BERLINO – Arruolarsi nell’esercito americano, essere spediti in Iraq a rischiare la vita per ottenere la cittadinanza in base a quanto stabilisce il Dream Act. E’ un green card soldier il protagonista del nuovo film di Rafi Pitts, cineasta anglo-iraniano per la terza volta in concorso a Berlino dopo It’s Winter e The Hunter. Con Soy Nero porta la storia di un giovanissimo messicano, Nero Maldonado, che decide di combattere per quella che considera la sua patria, ma che a sua volta lo reputa un illegale. Nel film, interpretato da Johnny Ortiz (un ragazzo di periferia, che si è fatto anche due anni in prigione, prima di diventare attore), gli Stati Uniti sono dipinti come un paese ossessionato dalle frontiere e dai controlli, in preda a una paranoia che a tratti assume toni ridicoli, come nella tirata dell’uomo, padre di una bambina, che dà un passaggio in macchina a Nero e gli mostra subito la pistola che tiene nel cruscotto (ma poi sarà a sua volta fermato in malo modo da due poliziotti). E lo stesso regista, nato nel 1967 a Teheran, trasferitosi in Gran Bretagna prima e a Parigi poi, collaboratore negli anni ’90 di autori come Léos Carax, Jacques Doillon e Jean-Luc Godard, si dice ossessionato dai confini e dalle persone che cercano di oltrepassarli. “Per me, iraniano di padre britannico, la questione dell’appartenenza è vitale e così mi ha subito appassionato la storia degli immigrati che si arruolano per la green card: ho pensato che fosse indispensabile fare un film su questo”. Nello scrivere la sceneggiatura, insieme al romeno Razvan Radulescu (autore anche della Palma d’oro 4 mesi, 3 settimane, 2 giorni di Cristian Mungiu) si è avvalso della consulenza di Daniel Torres, un vero soldato. Nato in Messico, è stato Marine in Iraq, a Fallujah. Si era arruolato con un certificato falso, ma quando tornò a casa, smarrì la sua carta d’identità. Doveva partire per l’Afghanistan ma venne deportato a Tijuana. “Essere respinto dal paese per cui ti sei battuto, rischiando la vita, è la cosa peggiore che ti possa capitare”, racconta. E Pitts sottolinea che a volte questi militari muoiono in battaglia e il funerale viene celebrato con la famiglia dall’altro lato della recinzione, in Messico, anche se poi uno di loro riceverà la bandiera americana e la possibilità di ottenere la cittadinanza grazie al sacrificio del proprio congiunto.

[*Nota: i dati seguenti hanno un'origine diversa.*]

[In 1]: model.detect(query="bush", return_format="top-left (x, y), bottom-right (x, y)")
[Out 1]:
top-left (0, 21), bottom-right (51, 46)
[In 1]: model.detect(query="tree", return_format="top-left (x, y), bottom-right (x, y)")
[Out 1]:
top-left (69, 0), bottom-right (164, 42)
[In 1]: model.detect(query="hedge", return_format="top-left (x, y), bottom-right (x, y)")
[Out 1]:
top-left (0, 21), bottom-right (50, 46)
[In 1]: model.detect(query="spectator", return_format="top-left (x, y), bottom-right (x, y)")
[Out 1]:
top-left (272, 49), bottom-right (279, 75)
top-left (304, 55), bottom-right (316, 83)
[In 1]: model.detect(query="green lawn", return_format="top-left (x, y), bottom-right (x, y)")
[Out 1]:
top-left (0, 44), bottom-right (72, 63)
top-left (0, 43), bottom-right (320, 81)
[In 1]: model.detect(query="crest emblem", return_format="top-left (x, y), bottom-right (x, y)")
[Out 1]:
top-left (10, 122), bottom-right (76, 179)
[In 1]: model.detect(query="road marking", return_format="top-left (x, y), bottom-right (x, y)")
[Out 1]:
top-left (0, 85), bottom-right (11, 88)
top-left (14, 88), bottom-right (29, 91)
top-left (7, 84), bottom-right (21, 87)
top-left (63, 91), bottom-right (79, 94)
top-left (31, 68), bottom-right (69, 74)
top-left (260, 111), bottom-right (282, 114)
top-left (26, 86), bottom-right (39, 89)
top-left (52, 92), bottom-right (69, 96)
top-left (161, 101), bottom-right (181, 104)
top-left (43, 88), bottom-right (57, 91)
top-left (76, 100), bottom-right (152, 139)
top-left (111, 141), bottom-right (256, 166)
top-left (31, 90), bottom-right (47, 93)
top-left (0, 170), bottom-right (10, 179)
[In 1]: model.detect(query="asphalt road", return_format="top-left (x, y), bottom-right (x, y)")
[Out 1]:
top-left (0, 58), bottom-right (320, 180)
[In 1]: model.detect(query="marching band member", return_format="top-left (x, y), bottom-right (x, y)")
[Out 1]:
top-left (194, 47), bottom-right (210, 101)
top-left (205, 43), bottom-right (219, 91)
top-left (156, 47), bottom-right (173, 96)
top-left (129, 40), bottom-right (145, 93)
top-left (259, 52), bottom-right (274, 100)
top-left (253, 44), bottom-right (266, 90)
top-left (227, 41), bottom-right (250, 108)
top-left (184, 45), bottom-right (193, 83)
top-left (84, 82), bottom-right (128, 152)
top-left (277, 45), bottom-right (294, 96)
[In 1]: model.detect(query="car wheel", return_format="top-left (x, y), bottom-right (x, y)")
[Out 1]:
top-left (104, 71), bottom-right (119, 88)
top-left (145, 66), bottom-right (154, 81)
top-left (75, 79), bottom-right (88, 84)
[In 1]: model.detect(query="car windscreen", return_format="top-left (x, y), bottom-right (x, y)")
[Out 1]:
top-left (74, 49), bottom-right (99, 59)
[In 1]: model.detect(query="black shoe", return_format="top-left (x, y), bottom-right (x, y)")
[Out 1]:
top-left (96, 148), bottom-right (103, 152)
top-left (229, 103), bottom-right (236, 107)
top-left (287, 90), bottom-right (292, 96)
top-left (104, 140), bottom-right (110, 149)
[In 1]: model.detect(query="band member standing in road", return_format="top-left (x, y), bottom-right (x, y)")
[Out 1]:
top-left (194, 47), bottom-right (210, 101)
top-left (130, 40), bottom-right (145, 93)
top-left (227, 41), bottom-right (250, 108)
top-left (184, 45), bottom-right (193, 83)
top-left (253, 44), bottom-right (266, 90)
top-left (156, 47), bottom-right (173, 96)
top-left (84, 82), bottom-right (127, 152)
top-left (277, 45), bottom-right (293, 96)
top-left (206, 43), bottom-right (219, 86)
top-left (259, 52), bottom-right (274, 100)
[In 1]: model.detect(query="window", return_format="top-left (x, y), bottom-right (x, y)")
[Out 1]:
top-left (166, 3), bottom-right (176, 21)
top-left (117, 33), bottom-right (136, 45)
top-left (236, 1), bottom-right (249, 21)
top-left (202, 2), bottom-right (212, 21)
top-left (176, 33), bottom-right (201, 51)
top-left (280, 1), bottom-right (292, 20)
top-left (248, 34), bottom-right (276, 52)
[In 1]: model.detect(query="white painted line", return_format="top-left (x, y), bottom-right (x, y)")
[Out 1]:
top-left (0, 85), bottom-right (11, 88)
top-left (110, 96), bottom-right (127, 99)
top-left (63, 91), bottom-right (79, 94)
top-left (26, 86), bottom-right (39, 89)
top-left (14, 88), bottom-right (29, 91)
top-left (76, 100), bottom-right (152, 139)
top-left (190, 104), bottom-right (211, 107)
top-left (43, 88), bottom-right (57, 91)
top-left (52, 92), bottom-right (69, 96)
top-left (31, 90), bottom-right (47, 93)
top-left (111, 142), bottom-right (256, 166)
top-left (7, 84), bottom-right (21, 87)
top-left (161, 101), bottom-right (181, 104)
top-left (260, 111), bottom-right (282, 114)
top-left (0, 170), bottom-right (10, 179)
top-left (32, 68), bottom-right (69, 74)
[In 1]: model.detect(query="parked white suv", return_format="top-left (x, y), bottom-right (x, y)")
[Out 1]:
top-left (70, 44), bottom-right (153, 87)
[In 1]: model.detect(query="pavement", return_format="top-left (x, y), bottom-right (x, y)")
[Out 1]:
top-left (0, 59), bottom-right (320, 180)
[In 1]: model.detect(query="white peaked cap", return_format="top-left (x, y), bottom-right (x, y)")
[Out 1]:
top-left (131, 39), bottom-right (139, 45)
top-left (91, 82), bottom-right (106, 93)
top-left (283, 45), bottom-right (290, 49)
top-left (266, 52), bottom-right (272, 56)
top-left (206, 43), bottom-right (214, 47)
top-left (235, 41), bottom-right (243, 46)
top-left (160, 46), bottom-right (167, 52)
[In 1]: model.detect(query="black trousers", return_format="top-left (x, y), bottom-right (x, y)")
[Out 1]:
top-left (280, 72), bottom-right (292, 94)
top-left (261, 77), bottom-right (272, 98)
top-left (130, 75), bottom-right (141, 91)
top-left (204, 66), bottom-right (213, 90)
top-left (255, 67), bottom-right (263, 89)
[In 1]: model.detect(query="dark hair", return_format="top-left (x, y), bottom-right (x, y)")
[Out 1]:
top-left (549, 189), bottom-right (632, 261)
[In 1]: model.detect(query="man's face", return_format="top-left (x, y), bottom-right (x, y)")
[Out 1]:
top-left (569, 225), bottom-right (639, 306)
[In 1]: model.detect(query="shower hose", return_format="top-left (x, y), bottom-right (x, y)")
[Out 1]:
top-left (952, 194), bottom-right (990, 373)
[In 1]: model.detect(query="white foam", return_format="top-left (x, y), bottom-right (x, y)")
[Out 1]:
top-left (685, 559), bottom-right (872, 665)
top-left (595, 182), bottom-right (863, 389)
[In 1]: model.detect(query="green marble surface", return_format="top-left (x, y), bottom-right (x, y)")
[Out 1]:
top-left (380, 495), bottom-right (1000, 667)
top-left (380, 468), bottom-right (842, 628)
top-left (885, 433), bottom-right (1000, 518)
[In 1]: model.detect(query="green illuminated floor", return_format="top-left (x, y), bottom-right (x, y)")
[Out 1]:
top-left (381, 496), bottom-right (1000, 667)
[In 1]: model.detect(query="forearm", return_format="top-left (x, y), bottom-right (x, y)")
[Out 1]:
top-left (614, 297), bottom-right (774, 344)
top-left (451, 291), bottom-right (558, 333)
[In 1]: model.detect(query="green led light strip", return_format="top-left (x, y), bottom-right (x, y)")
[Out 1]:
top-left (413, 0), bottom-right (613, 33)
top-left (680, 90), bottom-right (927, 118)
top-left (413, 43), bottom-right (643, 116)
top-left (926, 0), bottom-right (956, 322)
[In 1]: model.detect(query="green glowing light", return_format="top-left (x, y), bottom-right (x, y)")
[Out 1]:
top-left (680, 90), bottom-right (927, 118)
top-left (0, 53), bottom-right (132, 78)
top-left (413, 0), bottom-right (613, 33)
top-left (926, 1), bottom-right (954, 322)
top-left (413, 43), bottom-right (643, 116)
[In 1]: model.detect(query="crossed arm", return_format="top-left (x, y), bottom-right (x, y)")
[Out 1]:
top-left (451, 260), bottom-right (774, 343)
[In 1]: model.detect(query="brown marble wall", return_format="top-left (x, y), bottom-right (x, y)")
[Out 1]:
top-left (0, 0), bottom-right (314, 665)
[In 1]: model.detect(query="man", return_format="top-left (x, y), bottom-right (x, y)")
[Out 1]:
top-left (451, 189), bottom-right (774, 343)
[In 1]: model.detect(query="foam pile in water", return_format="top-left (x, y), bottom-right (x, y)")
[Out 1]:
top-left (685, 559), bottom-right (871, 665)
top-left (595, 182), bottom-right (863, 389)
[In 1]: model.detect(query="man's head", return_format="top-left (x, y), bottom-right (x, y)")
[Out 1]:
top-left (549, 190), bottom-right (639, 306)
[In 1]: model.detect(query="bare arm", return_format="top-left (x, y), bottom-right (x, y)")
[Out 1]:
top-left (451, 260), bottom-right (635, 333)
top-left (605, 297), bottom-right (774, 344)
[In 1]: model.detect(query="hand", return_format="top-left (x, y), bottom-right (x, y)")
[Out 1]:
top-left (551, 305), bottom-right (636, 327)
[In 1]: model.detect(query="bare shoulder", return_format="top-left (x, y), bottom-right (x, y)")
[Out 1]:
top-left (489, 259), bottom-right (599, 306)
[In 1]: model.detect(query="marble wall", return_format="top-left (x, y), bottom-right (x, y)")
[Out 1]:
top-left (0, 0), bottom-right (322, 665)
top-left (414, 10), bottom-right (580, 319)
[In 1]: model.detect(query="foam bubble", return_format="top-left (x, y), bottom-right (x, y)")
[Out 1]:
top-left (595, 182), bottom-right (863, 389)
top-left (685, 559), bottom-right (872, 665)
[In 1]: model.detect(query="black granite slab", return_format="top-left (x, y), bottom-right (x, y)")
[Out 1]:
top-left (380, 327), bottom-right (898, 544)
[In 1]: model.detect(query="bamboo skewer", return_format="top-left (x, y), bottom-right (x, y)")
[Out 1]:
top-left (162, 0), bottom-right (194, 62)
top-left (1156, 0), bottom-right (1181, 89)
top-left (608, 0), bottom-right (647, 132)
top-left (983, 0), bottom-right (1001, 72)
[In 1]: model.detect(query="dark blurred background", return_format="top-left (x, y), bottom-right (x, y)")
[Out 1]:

Non ci sono cifre esatte, ma pare che più di 3.000 persone siano state deportate dopo aver combattuto nell’esercito Usa. Spiega Daniel: “Sono veterani che al primo errore vengono espulsi. Se sei cittadino americano, anche se commetti un reato, devi solo pagare il tuo debito con la giustizia, ma se sei un immigrato vieni immediatamente cacciato”.
Prosegue Pitts: “Donald Trump è l’esempio più evidente e triste di questo odio per gli stranieri, ma le stesse cose accadono anche in Europa. La paura degli emigranti è ovunque. Io non penso che le persone vogliano lasciare la propria terra a cuor leggero, lo fanno solo se hanno dei motivi gravi e terribili. Oggi in Europa c’è chi parla di invasione, perciò è importante fare film su questo argomento. Spero che ci sia una presa di coscienza anche grazie al cinema”.
Pitts cita tra i suoi modelli cinematografici Kubrick e Pasolini. “Ma più di tutti ammiro John Cassavetes, anche se non saprei mai fare cinema come lui. E’ un mistero come riuscisse ad andare al di là della realtà restando realistico. In comune, tutti i miei registi preferiti, hanno una cosa: riescono comunque a restare se stessi, spero di farcela anch’io”.
In ultimo una considerazione sul fatto che nel film si vede l’incontro tra due personaggi che si chiamano Jesus e Maometto. “Sì, voleva essere ironico, non dimenticate che sono iraniano. E poi è un modo per puntare il dito contro l’assurdità di tutte le guerre di religione”.